La risposta è ancora:­­ no!

Per  togliersi dall’empasse forse è meglio porre la questione in termini diversi e complicare un po’ il tutto uscendo dal pensiero “unico” e adottandone uno “plurale” chiedendosi quali siano, e come siano riconoscibili, capacità, attitudini, predisposizioni che concernono le musicalità dell’essere umano nelle loro possibili manifestazioni. In questi 15 anni di insegnamento, non ho mai trovato un allievo uguale all’altro e ho toccato con mano, ho scoperto, tantissimi generi di qualità musicali che si possono combinare tra loro, a volte in modo interdipendente, sia in modo armonico sia sconnesso, in tempi e modi che variano anche all’interno delle “carriera” musicale di uno stesso soggetto.

Provo a fare un parzialissimo elenco:

– Capacità di riconoscere le altezze. E’ ciò che nel discorso comune viene definito “orecchio”; sembra essere l’ostacolo che incute più timore, saper riconoscere le note così come si riconoscono i colori. C’è chi ha un buon orecchio sin da subito, chi fa più fatica, ma c’è chi è più bravo a riconoscere e riprodurre una melodia, chi invece è più portato a riconoscere un giro armonico, quindi altezze sovrapposte; non è così scontato decidere quale delle due cose sia più facile: dipende dalle persone.

– Ritmo. Imparare a suonare a tempo, o meglio: essere consapevoli degli impulsi ritmici , imparare a giocarci.

– Suono. Capacità di avere un buon suono sul proprio strumento, un suono più o meno personale, potente, delicato, una pronuncia elegante o rozza. Orecchio timbrico, si potrebbe dire.

Dato che mi occupo di improvvisazione, bisogna che elenchi alcune tra le attitudini che la riguardano, quindi: fantasia, memoria, capacità di ascoltare gli altri, capacità di ascoltare e imitare, capacità di ascoltare e fare qualcosa di diverso, saper rispettare gli altri, mettersi in gioco, prendersi delle responsabilità, prendersi e dare spazi.

Dicevo: ogni allievo che ho incontrato partiva con un mix diverso di queste e altre attitudini, ognuno poi in grado di svilupparle con tempi e processi diversi: ho imparato a lasciar perdere le previsioni su ciò che ci si poteva aspettare dalla crescita musicale di ognuno, non sono estranee alla musica tenacia  e convinzione.

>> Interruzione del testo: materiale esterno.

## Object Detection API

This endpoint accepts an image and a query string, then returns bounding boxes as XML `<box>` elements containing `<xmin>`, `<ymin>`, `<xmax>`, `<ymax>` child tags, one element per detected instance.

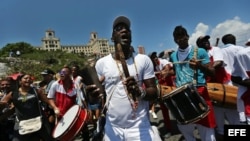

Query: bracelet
<box><xmin>139</xmin><ymin>87</ymin><xmax>146</xmax><ymax>98</ymax></box>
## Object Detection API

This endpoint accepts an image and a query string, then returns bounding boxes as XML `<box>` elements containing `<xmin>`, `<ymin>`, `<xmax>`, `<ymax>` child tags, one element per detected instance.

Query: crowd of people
<box><xmin>0</xmin><ymin>16</ymin><xmax>250</xmax><ymax>141</ymax></box>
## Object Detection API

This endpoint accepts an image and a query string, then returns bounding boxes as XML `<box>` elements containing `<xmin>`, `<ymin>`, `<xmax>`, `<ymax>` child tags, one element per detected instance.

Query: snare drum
<box><xmin>52</xmin><ymin>105</ymin><xmax>88</xmax><ymax>141</ymax></box>
<box><xmin>163</xmin><ymin>84</ymin><xmax>209</xmax><ymax>124</ymax></box>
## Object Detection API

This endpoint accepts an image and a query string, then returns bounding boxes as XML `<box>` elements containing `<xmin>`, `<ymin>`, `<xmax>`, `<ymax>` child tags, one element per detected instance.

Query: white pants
<box><xmin>104</xmin><ymin>125</ymin><xmax>161</xmax><ymax>141</ymax></box>
<box><xmin>214</xmin><ymin>106</ymin><xmax>240</xmax><ymax>135</ymax></box>
<box><xmin>177</xmin><ymin>124</ymin><xmax>216</xmax><ymax>141</ymax></box>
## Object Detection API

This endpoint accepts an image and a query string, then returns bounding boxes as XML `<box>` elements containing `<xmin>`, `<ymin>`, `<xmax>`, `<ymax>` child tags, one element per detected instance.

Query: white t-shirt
<box><xmin>155</xmin><ymin>58</ymin><xmax>172</xmax><ymax>71</ymax></box>
<box><xmin>232</xmin><ymin>47</ymin><xmax>250</xmax><ymax>96</ymax></box>
<box><xmin>208</xmin><ymin>46</ymin><xmax>223</xmax><ymax>61</ymax></box>
<box><xmin>221</xmin><ymin>44</ymin><xmax>244</xmax><ymax>75</ymax></box>
<box><xmin>95</xmin><ymin>54</ymin><xmax>155</xmax><ymax>128</ymax></box>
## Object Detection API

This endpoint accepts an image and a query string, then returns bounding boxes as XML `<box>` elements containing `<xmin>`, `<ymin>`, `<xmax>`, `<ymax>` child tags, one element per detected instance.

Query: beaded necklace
<box><xmin>114</xmin><ymin>56</ymin><xmax>139</xmax><ymax>119</ymax></box>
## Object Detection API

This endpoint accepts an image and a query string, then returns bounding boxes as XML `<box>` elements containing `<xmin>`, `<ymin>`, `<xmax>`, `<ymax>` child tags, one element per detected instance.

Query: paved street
<box><xmin>74</xmin><ymin>104</ymin><xmax>200</xmax><ymax>141</ymax></box>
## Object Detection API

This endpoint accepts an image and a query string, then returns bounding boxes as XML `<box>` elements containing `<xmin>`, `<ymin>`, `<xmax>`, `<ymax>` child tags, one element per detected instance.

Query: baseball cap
<box><xmin>196</xmin><ymin>35</ymin><xmax>210</xmax><ymax>45</ymax></box>
<box><xmin>148</xmin><ymin>52</ymin><xmax>157</xmax><ymax>59</ymax></box>
<box><xmin>113</xmin><ymin>16</ymin><xmax>130</xmax><ymax>28</ymax></box>
<box><xmin>41</xmin><ymin>69</ymin><xmax>55</xmax><ymax>75</ymax></box>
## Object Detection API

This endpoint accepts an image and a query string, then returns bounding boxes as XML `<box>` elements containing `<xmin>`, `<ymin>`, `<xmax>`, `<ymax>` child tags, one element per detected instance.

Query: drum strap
<box><xmin>101</xmin><ymin>83</ymin><xmax>118</xmax><ymax>115</ymax></box>
<box><xmin>193</xmin><ymin>47</ymin><xmax>198</xmax><ymax>85</ymax></box>
<box><xmin>221</xmin><ymin>84</ymin><xmax>226</xmax><ymax>105</ymax></box>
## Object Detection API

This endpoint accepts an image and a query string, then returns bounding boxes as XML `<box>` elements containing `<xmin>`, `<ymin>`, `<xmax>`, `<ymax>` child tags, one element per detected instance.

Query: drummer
<box><xmin>0</xmin><ymin>77</ymin><xmax>15</xmax><ymax>141</ymax></box>
<box><xmin>196</xmin><ymin>35</ymin><xmax>239</xmax><ymax>140</ymax></box>
<box><xmin>170</xmin><ymin>25</ymin><xmax>216</xmax><ymax>141</ymax></box>
<box><xmin>148</xmin><ymin>52</ymin><xmax>173</xmax><ymax>138</ymax></box>
<box><xmin>47</xmin><ymin>66</ymin><xmax>77</xmax><ymax>120</ymax></box>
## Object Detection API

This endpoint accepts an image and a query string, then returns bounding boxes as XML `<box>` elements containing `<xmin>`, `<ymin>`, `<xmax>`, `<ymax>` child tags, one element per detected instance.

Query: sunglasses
<box><xmin>114</xmin><ymin>24</ymin><xmax>130</xmax><ymax>32</ymax></box>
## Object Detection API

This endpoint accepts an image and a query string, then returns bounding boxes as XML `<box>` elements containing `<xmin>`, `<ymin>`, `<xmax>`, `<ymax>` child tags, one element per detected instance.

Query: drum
<box><xmin>52</xmin><ymin>105</ymin><xmax>88</xmax><ymax>141</ymax></box>
<box><xmin>207</xmin><ymin>83</ymin><xmax>238</xmax><ymax>108</ymax></box>
<box><xmin>163</xmin><ymin>84</ymin><xmax>209</xmax><ymax>124</ymax></box>
<box><xmin>157</xmin><ymin>85</ymin><xmax>176</xmax><ymax>99</ymax></box>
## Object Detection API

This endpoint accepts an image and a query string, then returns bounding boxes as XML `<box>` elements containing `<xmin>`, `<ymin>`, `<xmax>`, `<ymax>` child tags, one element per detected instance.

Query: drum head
<box><xmin>53</xmin><ymin>105</ymin><xmax>81</xmax><ymax>138</ymax></box>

Compito di un insegnante potrebbe essere quello di aiutare ad armonizzare le varie capacità, sia cercando di migliorare gli aspetti in cui uno è o si sente più debole, sia valorizzando il più possibile le caratteristiche peculiari di ognuno.

Insomma, c’è chi ha un bel suono, chi ha più fantasia, chi riesce a riprodurre meglio e più velocemente ciò che gli viene proposto, chi ha più ritmo… In  musica siamo tutti diversamente abili.